Friday, November 11, 2016

There's more to group projects than meets the eye

From tomorrow's Briefing:

The longer I teach, the better I understand that the classroom offers a bundle of lessons beyond the district curriculum and my plans -- for both student and teacher.
Take this week, for example, as my fourth-graders have been researching extreme weather events.
I divided students into groups of three, four or five and assigned a topic: tornado, tsunami, earthquake, flood or hurricane. For homework, each student gathered resources, and the next day they received questions to guide their research.
I allowed each group to divvy up roles. Students decided who was responsible for researching causes, effects or safety precautions. I stepped back and listened.
Some groups divided tasks quickly and wasted no time getting to work. Others negotiated, wheedled, demanded and whined, eventually settled on roles, then started reading and taking notes.
Without fault, after tasks were claimed, every single group worked cooperatively. They shared books, articles and video links. One student, responsible for causes of earthquakes, found an interesting long-term outcome and eagerly shared it with her teammate in charge of effects. Some groups couldn't contain their curiosity and attacked all the questions together.
Officially, they were practicing nonfiction skills: setting a purpose for reading, making connections, asking questions, summarizing, synthesizing. Less overtly, yet just as crucially, they were practicing their collaboration skills.
These 9- and 10-year-olds are working toward a common goal.
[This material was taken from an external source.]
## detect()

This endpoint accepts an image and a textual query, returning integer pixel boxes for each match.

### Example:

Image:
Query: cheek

They want to perform well as individuals (almost all of them are conscientious about following directions and earning all available points on the scoring rubric), yet they also support one another and revel in shared discovery and success.
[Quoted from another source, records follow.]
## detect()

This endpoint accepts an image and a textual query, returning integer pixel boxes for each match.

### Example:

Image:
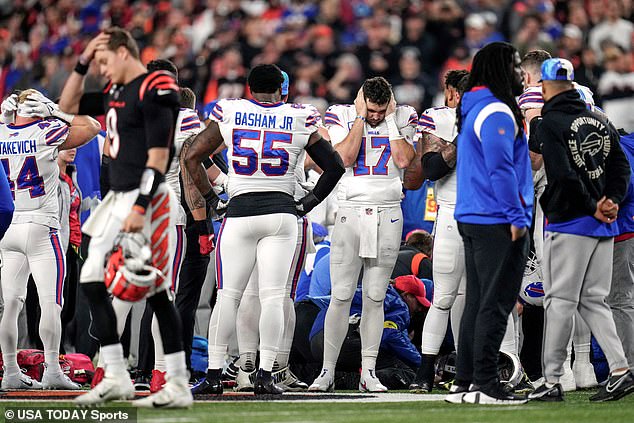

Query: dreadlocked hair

[456,42,524,132]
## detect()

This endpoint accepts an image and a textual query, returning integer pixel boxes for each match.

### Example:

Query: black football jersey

[104,71,179,191]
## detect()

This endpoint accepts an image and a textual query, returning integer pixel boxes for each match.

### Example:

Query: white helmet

[104,232,165,302]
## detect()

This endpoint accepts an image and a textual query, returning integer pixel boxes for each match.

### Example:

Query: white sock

[44,351,62,373]
[240,352,257,372]
[2,353,20,375]
[101,344,126,374]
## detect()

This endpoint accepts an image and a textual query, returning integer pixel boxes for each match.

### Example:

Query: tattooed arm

[421,132,457,181]
[179,135,207,221]
[403,138,425,190]
[181,121,223,210]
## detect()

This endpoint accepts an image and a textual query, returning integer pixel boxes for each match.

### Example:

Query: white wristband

[52,109,75,125]
[385,113,403,141]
They represent families who are native Texans and families who immigrated in the 21st century. They all speak English, and many speak or understand at least one other language. They represent at least four major faith traditions.
Some are athletes; others chess players. Some dance competitively; others spend most of their free time playing video games.
They squabble about the rules of four square and freeze tag. They irritate one another. They compete for first in line for lunch. They have started to sort themselves into cliques.
Give them a problem to solve, though, and they are all onboard. They don't necessarily set aside their differences; instead, they capitalize on them.
Some students have background knowledge about hurricanes because they've lived near a coast. Some have relatives who've been affected by flooding or earthquakes. Many have grown up terrified of -- or fascinated by -- the tornadoes that plague North Texas every spring.
Some fourth-graders are online research whiz kids. Others are lightning fast with an old-fashioned table of contents and index, narrowing in on topics faster than you can boot up your laptop. Some record extensive notes in precise handwriting. Others scribble efficient (and sometimes incomplete) phrases.
These young people, all 41 in my charge this year, inspire my optimism for our future. They are the antidote to the vitriol and doomsday declarations from both extremes in our country.
These children -- and millions of others just like them across our nation -- remind us that kindness bears civility, that compromise is possible, that strength lies in our differences, that we are greater together than we are torn apart.
Our children -- every single one, without distinction -- deserve a country in which the adults take notice and start to model our behavior on theirs.